Aussi, la créativité d'Edward - à l'image de son talent pour l'utilisation de ses ciseaux hier exercé dans le jardin de son château - fera germer en nous l'idée que la solitude et la différence ont tendance à générer des artistes (leur sentiment tout du moins)... Dans ce monde de mains, Edward se servira de sa différence comme arme de créativité massive, cisaillant pour le bonheur de tous les branches des arbres, le poil des chiens, le cheveu des femmes, et la glace - cette froideur extrême qu'il aimera sculpter comme on réchauffe un coeur en hiver... Les deux scènes les plus émouvantes et les plus poétiques du film.
Mais il ne faudrait pas pour autant oublier de parler de la grande révélation du film : Johnny Depp.
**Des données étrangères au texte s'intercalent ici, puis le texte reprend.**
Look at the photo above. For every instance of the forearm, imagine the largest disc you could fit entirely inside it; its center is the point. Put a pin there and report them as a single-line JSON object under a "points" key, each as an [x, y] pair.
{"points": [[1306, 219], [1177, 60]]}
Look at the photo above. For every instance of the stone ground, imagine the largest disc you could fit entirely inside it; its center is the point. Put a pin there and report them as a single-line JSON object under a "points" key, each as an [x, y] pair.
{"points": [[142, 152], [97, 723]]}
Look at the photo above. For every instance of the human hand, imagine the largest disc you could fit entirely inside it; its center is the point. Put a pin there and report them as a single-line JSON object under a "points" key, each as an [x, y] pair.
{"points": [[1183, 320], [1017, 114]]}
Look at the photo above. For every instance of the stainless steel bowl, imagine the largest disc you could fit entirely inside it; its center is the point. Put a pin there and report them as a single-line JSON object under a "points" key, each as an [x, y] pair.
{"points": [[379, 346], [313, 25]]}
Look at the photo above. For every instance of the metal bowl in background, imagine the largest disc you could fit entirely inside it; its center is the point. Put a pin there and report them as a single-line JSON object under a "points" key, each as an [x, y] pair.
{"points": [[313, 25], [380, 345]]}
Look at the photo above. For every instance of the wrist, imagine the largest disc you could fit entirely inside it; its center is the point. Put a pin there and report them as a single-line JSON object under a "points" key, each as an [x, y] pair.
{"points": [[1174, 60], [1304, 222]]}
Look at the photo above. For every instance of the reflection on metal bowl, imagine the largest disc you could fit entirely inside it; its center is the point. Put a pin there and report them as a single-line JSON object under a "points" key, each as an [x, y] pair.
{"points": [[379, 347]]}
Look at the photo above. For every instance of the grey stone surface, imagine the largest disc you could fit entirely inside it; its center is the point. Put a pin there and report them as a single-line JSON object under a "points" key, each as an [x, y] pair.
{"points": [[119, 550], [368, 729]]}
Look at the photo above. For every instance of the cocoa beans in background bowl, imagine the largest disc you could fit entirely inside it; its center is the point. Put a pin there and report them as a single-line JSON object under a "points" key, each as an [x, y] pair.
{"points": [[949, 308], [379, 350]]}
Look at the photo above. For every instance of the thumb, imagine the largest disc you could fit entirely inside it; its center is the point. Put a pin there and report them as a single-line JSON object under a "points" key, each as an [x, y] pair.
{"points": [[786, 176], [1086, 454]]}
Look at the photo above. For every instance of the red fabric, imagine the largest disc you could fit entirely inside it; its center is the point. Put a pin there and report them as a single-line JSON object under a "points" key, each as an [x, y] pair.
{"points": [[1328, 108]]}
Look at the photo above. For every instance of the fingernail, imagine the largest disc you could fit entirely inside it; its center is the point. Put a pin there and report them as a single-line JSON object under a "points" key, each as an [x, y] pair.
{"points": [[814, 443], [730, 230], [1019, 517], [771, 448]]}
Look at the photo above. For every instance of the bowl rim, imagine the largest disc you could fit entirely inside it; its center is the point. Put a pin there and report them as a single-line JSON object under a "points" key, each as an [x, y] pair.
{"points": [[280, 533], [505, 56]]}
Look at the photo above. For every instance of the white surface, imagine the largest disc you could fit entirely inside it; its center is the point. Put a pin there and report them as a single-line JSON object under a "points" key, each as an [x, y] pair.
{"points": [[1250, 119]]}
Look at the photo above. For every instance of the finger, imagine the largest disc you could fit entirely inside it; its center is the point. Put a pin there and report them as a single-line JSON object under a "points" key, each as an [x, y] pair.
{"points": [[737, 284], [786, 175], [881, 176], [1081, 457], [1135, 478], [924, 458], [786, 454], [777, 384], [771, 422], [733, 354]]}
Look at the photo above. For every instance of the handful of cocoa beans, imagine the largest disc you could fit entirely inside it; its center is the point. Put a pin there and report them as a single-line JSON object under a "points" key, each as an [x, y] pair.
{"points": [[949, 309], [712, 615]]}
Dès sa première apparition, à la maladresse d'une démarche saccadée presque robotique, on se retrouve ému par l'infinie tristesse qui se dégage de son faciès blafard et entaillé, comme par sa peine de ne pouvoir s'endormir sans prendre le risque de se blesser, mais aussi de vivre sans blesser les autres... Au propre comme au figuré.
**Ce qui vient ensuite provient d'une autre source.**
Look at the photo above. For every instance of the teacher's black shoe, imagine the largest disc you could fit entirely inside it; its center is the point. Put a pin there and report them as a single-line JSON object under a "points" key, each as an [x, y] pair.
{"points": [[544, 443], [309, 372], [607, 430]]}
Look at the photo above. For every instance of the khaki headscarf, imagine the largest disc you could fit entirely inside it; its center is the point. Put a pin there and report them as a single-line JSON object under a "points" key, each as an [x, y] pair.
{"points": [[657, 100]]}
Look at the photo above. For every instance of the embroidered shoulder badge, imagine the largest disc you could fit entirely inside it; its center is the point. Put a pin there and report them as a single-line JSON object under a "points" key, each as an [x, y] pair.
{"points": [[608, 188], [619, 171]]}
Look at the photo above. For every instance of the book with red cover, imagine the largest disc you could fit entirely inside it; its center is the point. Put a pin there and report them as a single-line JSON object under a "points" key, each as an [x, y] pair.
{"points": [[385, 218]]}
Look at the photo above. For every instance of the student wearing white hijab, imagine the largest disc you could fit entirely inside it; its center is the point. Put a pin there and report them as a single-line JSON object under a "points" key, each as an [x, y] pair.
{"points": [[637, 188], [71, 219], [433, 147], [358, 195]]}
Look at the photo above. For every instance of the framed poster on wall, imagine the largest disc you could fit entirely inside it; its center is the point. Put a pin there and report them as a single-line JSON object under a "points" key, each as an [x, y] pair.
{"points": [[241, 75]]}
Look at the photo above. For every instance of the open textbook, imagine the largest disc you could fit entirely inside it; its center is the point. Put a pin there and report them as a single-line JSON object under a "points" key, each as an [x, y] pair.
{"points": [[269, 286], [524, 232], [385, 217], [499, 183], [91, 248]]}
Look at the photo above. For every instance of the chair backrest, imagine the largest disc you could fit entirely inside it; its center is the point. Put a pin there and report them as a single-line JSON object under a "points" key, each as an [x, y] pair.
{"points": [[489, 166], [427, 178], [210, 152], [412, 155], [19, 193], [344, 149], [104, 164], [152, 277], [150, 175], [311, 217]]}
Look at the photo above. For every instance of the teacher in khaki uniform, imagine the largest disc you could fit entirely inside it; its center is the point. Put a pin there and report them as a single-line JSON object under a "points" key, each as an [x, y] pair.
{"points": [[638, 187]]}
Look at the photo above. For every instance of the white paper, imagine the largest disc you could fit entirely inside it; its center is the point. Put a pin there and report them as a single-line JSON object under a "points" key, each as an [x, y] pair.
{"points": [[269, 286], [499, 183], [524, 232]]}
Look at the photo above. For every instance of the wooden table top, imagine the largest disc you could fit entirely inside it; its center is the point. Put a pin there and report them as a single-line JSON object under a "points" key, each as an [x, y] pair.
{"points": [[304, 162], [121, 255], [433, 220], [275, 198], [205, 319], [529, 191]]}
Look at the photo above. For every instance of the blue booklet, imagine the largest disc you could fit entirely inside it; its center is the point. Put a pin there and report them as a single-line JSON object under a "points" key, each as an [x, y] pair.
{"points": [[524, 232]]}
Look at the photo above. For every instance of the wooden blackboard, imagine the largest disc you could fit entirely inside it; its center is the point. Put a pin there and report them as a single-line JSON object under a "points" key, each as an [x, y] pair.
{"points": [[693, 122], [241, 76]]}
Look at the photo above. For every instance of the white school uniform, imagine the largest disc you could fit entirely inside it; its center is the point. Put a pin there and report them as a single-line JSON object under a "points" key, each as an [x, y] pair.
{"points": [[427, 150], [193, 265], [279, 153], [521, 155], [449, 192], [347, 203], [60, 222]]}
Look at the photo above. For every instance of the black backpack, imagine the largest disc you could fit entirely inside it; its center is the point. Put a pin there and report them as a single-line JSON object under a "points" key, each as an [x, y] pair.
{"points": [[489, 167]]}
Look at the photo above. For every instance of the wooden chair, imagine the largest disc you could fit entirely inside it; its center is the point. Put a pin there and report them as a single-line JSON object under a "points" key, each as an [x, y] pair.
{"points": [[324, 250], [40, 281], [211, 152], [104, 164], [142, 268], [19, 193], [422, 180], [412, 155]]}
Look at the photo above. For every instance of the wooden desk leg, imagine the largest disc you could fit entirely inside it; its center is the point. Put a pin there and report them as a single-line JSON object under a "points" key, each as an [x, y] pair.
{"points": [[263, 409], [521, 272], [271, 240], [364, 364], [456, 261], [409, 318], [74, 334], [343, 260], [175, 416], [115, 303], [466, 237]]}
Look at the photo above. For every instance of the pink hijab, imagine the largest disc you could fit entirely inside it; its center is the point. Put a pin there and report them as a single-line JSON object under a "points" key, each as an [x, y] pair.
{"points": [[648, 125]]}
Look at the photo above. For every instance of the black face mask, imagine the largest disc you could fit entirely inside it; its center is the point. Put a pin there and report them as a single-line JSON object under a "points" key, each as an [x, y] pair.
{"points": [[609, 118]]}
Quant à son amoureuse, Winona Ryder, il y a vraiment de quoi tomber dans le même état que lui... Et ce malgré la coupe de cheveu de la belle digne de certains des canidés précédemment taillés.
Un grand et beau conte de fées donc, sauf que cette fois-ci pas de happy-end... Et à Tim Burton de nous ouvrir un peu plus les yeux sur l'impossibilité de vivre en société sans se laisser gâter comme la pomme pourrie gâte les autres pommes du panier. Et que l'art, comme beauté de la nature à sublimer, reste l'un des derniers refuges de notre amour... :')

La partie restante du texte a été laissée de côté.